I wrote a post recently about how time-outs and self-soothing have been debunked by science because of the harm they cause to the brain and psyche of children. There was some discussion around whether it matters if the behavior is a tantrum or a meltdown.
The thing is I've never looked at my child and thought "He's just having a tantrum." Maybe it's because I'm not interested in the label. I've always wanted to know the why, not the what. Maybe it's because the label is a bit disrespectful. You can ignore a tantrum, but you can't ignore a child in need of help. Maybe it's because I've never wanted anyone to look at me and say, "that's just a tantrum," even when I'm clearly having one. I hope they think instead, she's really frustrated, or upset, or needs some help. That would be kinder.

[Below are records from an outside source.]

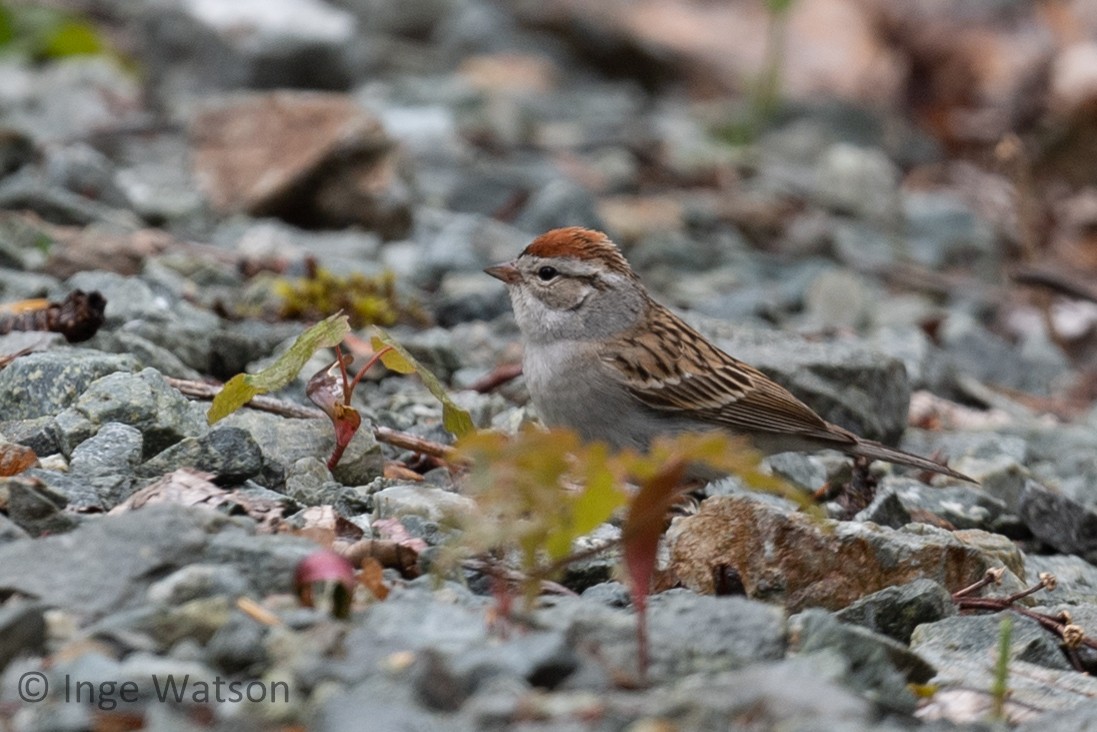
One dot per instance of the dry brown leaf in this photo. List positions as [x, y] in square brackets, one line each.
[398, 471]
[327, 528]
[372, 577]
[193, 487]
[15, 458]
[257, 611]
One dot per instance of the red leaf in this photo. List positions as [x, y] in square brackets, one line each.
[329, 573]
[643, 527]
[14, 459]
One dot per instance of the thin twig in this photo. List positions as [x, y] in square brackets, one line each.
[397, 439]
[496, 378]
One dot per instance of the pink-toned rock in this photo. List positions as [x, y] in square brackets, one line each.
[801, 561]
[312, 158]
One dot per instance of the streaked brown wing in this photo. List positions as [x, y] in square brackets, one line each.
[671, 368]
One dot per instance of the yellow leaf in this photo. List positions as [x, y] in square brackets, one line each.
[241, 387]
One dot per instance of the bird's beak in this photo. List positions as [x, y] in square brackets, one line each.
[506, 271]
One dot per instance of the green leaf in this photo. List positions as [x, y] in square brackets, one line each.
[454, 419]
[241, 387]
[394, 359]
[71, 37]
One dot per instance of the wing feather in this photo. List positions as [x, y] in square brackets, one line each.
[670, 368]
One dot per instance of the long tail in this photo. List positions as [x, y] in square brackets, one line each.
[878, 451]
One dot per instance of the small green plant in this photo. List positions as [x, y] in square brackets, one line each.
[366, 300]
[43, 33]
[540, 490]
[764, 92]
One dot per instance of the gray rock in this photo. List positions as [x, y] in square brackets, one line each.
[45, 383]
[149, 355]
[467, 243]
[18, 284]
[36, 434]
[1076, 577]
[308, 482]
[143, 401]
[10, 530]
[27, 190]
[142, 544]
[1060, 521]
[462, 296]
[267, 561]
[801, 695]
[879, 667]
[976, 637]
[127, 297]
[417, 499]
[237, 646]
[804, 471]
[861, 245]
[1001, 476]
[610, 594]
[1082, 718]
[86, 171]
[847, 384]
[35, 506]
[963, 506]
[69, 100]
[973, 350]
[896, 611]
[195, 581]
[558, 203]
[285, 441]
[688, 633]
[228, 452]
[22, 630]
[392, 704]
[942, 231]
[155, 176]
[885, 509]
[108, 461]
[859, 181]
[191, 46]
[839, 299]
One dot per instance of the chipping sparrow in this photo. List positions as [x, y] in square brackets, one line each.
[602, 358]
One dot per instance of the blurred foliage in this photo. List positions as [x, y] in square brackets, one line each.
[539, 491]
[366, 300]
[396, 358]
[42, 33]
[764, 92]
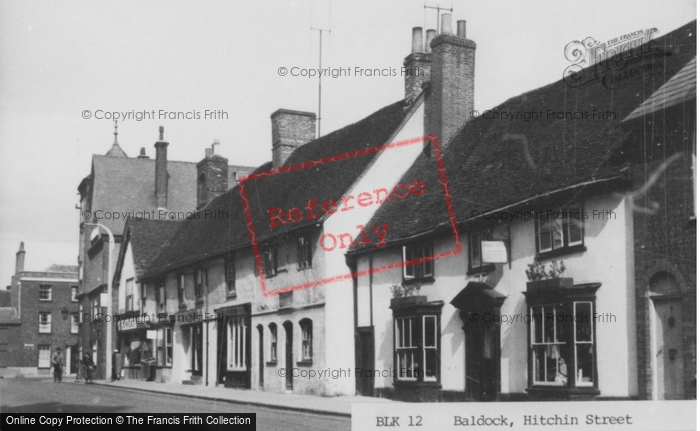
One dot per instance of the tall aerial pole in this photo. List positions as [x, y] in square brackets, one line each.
[320, 66]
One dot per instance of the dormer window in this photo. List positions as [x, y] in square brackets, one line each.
[418, 263]
[560, 230]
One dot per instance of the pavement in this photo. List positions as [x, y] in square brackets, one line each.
[337, 406]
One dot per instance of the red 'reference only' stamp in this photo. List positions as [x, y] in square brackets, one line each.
[316, 209]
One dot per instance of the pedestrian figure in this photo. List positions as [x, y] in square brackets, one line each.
[57, 363]
[88, 366]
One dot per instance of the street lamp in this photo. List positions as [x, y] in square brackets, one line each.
[108, 349]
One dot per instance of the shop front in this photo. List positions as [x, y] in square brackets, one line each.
[134, 347]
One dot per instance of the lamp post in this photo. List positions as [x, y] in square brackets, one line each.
[108, 342]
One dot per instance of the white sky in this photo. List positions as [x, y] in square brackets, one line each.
[58, 59]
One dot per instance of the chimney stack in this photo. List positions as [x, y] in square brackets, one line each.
[19, 261]
[161, 171]
[290, 129]
[212, 176]
[416, 68]
[451, 96]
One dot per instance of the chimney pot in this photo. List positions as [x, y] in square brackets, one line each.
[446, 23]
[429, 36]
[161, 171]
[462, 28]
[417, 39]
[19, 261]
[290, 129]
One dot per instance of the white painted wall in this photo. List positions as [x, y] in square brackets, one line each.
[608, 260]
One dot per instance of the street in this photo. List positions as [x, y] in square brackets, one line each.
[45, 396]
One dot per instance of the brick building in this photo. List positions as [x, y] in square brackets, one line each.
[42, 316]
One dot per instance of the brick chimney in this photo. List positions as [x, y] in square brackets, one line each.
[212, 176]
[161, 171]
[290, 129]
[19, 260]
[417, 64]
[451, 96]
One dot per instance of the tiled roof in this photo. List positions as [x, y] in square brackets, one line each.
[124, 184]
[148, 239]
[62, 268]
[494, 164]
[202, 238]
[680, 88]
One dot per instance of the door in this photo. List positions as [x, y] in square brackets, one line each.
[74, 359]
[668, 349]
[288, 354]
[365, 361]
[482, 341]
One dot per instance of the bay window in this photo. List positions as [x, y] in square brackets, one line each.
[562, 338]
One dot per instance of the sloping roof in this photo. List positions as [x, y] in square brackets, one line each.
[493, 164]
[680, 88]
[62, 268]
[8, 316]
[200, 238]
[124, 184]
[148, 239]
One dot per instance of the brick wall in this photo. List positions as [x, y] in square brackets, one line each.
[665, 239]
[451, 97]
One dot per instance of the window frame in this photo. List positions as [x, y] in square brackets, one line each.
[305, 253]
[236, 333]
[424, 269]
[129, 292]
[181, 289]
[45, 324]
[75, 323]
[306, 352]
[271, 260]
[566, 299]
[230, 274]
[417, 314]
[49, 289]
[565, 225]
[273, 342]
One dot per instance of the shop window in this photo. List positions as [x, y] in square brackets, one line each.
[418, 263]
[560, 229]
[417, 342]
[45, 292]
[562, 338]
[164, 349]
[236, 343]
[307, 339]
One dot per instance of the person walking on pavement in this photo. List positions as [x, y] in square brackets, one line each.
[57, 363]
[88, 366]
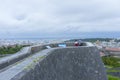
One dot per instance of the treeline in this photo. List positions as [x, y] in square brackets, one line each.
[91, 39]
[11, 49]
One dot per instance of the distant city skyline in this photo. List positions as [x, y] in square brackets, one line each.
[59, 18]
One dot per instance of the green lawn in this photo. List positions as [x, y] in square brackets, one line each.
[113, 78]
[10, 49]
[111, 63]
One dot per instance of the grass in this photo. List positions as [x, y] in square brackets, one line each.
[113, 78]
[111, 61]
[113, 70]
[10, 49]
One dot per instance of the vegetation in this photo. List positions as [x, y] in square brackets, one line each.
[10, 49]
[111, 61]
[113, 78]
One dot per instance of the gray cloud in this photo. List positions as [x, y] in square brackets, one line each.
[58, 17]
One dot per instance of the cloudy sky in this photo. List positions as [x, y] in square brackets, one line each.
[59, 18]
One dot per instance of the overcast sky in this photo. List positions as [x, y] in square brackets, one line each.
[59, 18]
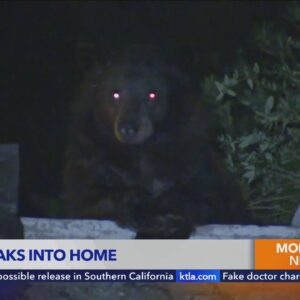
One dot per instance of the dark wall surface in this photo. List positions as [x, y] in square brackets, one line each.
[39, 72]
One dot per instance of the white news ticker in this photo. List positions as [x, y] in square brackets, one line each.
[135, 254]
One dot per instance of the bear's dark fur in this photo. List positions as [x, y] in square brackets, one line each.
[140, 151]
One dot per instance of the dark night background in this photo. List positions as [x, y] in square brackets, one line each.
[39, 72]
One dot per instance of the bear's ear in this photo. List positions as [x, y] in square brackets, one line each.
[86, 56]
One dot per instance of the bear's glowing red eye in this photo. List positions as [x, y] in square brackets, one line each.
[116, 95]
[152, 96]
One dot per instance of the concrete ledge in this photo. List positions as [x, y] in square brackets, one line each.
[36, 228]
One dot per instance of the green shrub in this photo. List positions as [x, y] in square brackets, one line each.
[258, 109]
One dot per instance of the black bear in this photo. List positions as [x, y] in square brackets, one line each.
[140, 151]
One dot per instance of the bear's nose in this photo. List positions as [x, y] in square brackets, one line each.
[129, 129]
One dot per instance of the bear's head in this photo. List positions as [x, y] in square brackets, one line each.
[136, 95]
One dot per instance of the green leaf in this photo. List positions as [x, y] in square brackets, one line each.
[230, 92]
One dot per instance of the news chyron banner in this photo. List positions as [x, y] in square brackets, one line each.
[181, 261]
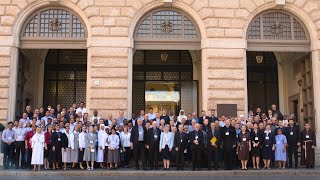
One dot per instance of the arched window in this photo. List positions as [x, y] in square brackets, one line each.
[54, 25]
[167, 25]
[279, 28]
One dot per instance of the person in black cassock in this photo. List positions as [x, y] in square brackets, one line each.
[56, 141]
[138, 141]
[228, 140]
[292, 133]
[153, 138]
[180, 146]
[196, 140]
[213, 145]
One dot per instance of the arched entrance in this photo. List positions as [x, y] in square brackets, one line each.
[65, 77]
[166, 62]
[262, 80]
[52, 59]
[281, 36]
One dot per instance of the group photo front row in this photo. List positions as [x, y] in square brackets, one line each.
[60, 138]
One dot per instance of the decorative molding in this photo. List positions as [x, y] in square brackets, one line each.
[280, 2]
[54, 2]
[167, 3]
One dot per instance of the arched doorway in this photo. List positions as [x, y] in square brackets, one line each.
[262, 80]
[166, 62]
[65, 77]
[281, 36]
[51, 38]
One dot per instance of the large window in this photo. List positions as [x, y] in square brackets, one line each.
[54, 23]
[65, 77]
[164, 80]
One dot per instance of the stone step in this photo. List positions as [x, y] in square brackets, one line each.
[171, 173]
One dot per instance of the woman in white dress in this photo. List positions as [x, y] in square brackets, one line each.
[74, 141]
[90, 154]
[101, 145]
[113, 149]
[37, 145]
[125, 143]
[66, 147]
[82, 145]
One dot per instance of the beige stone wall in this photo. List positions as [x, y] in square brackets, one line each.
[222, 24]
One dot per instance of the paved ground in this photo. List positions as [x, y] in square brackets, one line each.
[163, 175]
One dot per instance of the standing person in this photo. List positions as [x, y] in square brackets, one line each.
[48, 145]
[196, 141]
[308, 141]
[256, 139]
[56, 142]
[244, 147]
[180, 145]
[66, 147]
[20, 134]
[37, 145]
[165, 147]
[82, 145]
[281, 149]
[267, 147]
[165, 116]
[102, 138]
[138, 141]
[90, 152]
[74, 143]
[113, 149]
[125, 144]
[293, 137]
[8, 139]
[228, 140]
[27, 143]
[153, 140]
[213, 145]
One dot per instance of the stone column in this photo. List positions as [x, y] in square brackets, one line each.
[10, 91]
[316, 88]
[224, 80]
[107, 84]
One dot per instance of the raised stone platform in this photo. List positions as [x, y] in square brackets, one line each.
[171, 173]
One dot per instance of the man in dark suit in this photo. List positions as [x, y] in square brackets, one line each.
[229, 140]
[153, 139]
[203, 117]
[196, 139]
[138, 141]
[180, 145]
[292, 133]
[213, 117]
[212, 147]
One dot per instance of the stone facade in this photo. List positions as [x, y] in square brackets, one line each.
[110, 44]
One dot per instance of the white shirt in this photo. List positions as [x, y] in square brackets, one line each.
[82, 110]
[113, 141]
[68, 136]
[82, 140]
[151, 116]
[181, 116]
[20, 133]
[92, 118]
[125, 139]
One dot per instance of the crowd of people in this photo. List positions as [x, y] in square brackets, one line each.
[65, 139]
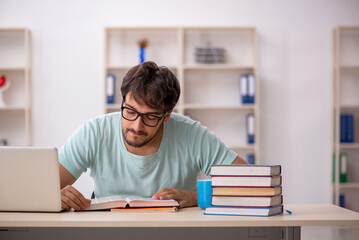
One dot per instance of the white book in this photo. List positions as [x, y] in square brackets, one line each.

When I call my child's actions a behavior, when I label it "a tantrum," it kind of lets me off the hook. Oh, that's a tantrum. He has the problem. He needs to learn. It sets us up for a power struggle. Which isn't helpful. Instead, I look at him and say, oh, he's really frustrated, or upset, or needs some help. Because it's kinder for both of us.
And I'm sorry to be the one who says it, but a child in tantrum is still a child in need. It doesn't matter how they got there, they still need our help. Yes, it's true. We're still the adult.
Whether my child is in meltdown or just frustrated by life, he needs my compassionate presence. If it's a tantrum, I don't need to fix it. I just need to offer myself, as Gordon Neufeld and Gabor Matￃﾩ call it, as both an "agent of futility" and "agent of compassion." I sometimes mix that up and call it angel of futility. Which makes me laugh. Which is good in the midst of frustration.
An agent of futility throws up their hands and says, "Oh, I'm so sorry. I wish I could help. I'm sorry you're feeling that way. I wish we could do something about it, but we can't. " An agent of compassion hears and reflects the child's feelings and says, "You sound so mad. Oh, this is very sad. I know you're upset."
And acting as both agents (or angels), you stay with your child, not ignoring, but not trying to fix, not unfeeling, but staying calm and regulated in your own feelings -- supporting your child as he rides the wave of anger and sadness.
We all get caught up in our emotions. It's wonderful to have someone support you through them and show you you're still okay. You're still worthy of love.